Sono anni che ascolto, da pulpiti di piazze o di feste di partito, sempre lo stesso ritornello: la gente ci chiede unità. E dalla nascita dell'Ulivo in poi i processi messi in atto sembravano andare in questa direzione, magari forzata, magari non secondo schemi e sintesi non del tutto condivisibili per quanto riguarda i contenuti. Da quei palchi si urlava la soddisfazione che trovava eco nelle folle schierate ed acclamanti.
Anche ieri ho sentito la stessa frase, pronunciata da Veltroni, a Torino, ancora una volta accolta da gongolanti applausi.
Ma a quale unità sta lavorando, qual'è la divisione che si sta saldando?
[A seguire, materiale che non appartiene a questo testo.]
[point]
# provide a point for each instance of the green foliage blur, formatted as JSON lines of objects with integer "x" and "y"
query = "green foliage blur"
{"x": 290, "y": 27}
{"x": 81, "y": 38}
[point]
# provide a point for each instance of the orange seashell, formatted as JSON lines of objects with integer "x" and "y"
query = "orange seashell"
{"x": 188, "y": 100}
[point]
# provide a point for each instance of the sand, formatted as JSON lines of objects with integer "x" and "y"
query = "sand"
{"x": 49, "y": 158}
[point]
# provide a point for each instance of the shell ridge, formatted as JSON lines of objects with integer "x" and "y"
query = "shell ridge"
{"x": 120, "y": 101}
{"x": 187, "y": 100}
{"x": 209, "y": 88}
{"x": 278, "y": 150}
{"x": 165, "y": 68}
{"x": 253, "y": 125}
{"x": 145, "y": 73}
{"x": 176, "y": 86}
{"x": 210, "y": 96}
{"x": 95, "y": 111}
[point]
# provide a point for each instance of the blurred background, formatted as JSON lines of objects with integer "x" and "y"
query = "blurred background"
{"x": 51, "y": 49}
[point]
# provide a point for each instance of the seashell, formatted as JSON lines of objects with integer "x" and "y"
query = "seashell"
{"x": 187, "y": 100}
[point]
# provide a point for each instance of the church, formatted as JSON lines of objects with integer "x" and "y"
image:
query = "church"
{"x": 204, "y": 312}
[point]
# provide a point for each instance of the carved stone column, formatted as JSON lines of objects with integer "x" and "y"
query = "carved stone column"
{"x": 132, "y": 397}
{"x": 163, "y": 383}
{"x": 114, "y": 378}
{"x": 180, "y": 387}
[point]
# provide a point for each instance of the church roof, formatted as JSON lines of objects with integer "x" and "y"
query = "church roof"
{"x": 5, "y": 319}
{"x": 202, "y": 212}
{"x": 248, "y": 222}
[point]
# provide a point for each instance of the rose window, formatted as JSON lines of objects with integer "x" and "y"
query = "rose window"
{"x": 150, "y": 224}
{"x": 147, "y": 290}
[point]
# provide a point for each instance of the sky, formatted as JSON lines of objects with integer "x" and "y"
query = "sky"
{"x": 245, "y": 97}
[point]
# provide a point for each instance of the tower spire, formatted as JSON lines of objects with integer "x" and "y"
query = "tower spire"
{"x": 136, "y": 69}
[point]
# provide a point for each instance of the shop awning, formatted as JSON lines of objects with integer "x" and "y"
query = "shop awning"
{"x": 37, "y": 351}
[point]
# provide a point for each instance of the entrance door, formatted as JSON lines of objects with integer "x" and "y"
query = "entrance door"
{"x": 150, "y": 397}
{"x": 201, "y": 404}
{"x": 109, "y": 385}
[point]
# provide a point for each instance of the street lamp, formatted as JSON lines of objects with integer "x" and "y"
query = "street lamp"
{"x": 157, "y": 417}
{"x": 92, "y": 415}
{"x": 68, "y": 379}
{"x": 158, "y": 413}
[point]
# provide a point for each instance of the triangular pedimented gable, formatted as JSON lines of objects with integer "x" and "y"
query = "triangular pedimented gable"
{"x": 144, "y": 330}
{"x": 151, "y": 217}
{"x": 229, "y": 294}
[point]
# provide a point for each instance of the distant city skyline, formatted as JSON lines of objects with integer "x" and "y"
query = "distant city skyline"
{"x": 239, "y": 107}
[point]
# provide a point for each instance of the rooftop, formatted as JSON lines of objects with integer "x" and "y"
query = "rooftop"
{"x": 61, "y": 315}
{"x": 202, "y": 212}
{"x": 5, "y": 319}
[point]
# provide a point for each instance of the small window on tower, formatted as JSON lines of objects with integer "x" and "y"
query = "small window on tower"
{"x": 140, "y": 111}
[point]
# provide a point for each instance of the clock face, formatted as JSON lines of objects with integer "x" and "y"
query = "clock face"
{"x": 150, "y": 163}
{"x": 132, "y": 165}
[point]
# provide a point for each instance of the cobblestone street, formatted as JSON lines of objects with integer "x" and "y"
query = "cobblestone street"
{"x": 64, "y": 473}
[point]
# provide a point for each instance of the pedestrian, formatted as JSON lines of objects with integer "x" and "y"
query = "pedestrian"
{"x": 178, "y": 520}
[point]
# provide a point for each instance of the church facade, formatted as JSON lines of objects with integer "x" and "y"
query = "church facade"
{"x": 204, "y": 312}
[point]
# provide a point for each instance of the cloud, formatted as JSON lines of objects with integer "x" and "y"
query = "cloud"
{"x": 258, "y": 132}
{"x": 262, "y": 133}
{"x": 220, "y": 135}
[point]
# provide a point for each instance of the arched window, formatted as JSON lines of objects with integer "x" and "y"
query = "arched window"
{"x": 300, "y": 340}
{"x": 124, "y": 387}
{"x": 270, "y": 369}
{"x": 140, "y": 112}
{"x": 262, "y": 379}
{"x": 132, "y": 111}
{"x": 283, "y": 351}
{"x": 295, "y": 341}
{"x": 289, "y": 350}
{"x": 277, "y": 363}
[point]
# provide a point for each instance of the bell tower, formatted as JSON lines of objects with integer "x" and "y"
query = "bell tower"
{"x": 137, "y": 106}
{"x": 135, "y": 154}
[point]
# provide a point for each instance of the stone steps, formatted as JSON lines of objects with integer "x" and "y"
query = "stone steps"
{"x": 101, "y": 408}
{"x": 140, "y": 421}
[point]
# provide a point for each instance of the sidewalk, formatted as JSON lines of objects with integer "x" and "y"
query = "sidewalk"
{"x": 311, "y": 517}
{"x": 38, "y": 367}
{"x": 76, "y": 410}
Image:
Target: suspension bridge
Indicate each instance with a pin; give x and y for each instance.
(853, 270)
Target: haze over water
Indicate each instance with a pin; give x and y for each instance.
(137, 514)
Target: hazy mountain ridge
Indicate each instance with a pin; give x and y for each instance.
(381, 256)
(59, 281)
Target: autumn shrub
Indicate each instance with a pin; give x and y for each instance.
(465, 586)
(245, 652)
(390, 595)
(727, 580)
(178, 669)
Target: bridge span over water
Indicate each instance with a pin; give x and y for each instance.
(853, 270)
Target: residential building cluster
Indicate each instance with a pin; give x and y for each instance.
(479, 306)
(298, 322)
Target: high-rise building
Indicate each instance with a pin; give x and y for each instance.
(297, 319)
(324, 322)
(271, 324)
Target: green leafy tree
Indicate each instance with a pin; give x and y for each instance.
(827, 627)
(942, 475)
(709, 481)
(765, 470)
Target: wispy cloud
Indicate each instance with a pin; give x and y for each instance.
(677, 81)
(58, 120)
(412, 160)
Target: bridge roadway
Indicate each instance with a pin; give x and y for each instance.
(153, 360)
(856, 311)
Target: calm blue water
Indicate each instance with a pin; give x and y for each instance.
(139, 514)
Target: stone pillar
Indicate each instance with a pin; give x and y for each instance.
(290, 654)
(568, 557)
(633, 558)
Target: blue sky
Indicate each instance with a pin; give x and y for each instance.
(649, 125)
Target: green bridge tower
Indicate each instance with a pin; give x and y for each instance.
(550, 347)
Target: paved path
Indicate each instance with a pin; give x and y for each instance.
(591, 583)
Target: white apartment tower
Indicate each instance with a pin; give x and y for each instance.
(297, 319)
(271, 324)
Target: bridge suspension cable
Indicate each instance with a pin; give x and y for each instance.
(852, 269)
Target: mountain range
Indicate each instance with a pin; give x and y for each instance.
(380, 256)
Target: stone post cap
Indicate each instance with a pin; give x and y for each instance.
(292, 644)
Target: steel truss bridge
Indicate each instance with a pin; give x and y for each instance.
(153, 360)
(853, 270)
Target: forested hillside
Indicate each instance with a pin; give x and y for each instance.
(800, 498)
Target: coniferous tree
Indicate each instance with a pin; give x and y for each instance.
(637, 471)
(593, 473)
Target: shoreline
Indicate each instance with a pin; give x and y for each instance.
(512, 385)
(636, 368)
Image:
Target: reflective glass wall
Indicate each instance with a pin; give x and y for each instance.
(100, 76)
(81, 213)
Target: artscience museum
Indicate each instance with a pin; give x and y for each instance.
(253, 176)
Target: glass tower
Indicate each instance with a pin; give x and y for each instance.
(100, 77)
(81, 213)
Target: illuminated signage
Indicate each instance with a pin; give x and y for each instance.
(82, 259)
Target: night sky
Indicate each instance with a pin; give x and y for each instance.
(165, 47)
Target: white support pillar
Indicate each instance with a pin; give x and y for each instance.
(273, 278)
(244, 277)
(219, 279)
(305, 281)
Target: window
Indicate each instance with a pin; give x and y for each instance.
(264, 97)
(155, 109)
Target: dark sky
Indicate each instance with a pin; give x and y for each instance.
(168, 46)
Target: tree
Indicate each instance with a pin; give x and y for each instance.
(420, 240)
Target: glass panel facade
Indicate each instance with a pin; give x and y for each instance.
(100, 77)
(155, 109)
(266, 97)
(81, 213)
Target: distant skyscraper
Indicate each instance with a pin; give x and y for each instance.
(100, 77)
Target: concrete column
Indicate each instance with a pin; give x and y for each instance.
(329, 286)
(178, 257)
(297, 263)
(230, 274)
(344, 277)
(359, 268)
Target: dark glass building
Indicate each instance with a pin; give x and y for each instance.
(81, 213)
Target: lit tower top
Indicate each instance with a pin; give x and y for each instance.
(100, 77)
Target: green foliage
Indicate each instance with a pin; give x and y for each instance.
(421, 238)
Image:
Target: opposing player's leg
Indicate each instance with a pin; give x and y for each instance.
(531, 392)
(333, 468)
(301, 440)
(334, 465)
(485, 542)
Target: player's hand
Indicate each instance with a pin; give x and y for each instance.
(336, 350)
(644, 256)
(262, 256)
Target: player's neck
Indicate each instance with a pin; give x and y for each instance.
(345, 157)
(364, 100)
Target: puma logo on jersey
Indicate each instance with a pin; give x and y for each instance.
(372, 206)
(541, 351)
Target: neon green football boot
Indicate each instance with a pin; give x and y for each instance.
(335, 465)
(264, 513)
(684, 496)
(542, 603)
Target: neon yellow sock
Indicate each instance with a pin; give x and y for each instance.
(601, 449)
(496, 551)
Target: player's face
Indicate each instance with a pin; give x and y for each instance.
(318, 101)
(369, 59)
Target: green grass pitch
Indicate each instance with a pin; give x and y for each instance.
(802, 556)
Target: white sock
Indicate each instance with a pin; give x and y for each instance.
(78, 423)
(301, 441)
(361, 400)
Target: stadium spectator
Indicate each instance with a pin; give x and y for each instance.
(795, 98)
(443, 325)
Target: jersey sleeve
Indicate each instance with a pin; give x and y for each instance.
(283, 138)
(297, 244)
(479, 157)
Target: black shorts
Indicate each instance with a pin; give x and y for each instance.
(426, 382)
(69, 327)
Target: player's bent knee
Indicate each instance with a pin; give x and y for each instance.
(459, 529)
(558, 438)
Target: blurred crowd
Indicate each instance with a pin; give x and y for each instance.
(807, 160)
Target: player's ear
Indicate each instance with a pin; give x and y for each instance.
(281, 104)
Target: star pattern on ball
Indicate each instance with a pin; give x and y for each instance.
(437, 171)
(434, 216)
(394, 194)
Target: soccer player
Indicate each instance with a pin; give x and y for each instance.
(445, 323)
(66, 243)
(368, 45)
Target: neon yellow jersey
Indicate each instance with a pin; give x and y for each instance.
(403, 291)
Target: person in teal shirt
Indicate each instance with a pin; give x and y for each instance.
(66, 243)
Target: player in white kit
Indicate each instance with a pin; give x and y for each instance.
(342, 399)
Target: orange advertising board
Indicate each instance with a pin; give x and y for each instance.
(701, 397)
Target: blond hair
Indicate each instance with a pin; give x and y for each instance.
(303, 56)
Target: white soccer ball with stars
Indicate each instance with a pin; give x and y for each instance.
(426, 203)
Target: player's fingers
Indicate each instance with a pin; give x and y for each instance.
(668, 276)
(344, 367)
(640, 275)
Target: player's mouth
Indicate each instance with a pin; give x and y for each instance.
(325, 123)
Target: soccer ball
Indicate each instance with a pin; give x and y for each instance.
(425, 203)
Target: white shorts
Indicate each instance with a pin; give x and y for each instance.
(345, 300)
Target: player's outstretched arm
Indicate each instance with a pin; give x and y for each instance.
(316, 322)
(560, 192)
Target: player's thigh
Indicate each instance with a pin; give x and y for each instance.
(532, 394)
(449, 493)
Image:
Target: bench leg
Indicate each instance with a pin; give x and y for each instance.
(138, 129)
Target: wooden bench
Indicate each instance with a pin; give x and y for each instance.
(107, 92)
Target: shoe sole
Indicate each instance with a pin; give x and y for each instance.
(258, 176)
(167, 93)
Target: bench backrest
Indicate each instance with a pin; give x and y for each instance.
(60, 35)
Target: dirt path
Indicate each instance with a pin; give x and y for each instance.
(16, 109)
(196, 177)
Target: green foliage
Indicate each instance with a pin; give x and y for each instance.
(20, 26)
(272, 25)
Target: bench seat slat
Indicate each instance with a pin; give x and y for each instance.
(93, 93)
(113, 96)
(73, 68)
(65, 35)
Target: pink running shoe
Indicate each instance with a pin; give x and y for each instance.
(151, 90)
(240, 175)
Il Partito Democratico fonde due anime cui nessuno ha mai chiesto di unirsi per creare una nuova frattura all'interno della sinistra, profonda ed insanabile, ben più significativa di passate scissioni, costole nate spesso per scelte operate da minoranze.
Se Sinistra Democratica saprà coagulare le forze di sinistra, potrà nascere un soggetto dalla forte identità, più coeso del Pd ed inevitabilmente diverso e lontano, soprattutto nell'indicazione delle priorità, nelle politiche sociali, nella difesa della laicità e dei diritti. La sinistra alternativa, l'unica sinistra che ci resta, l'unica alternativa.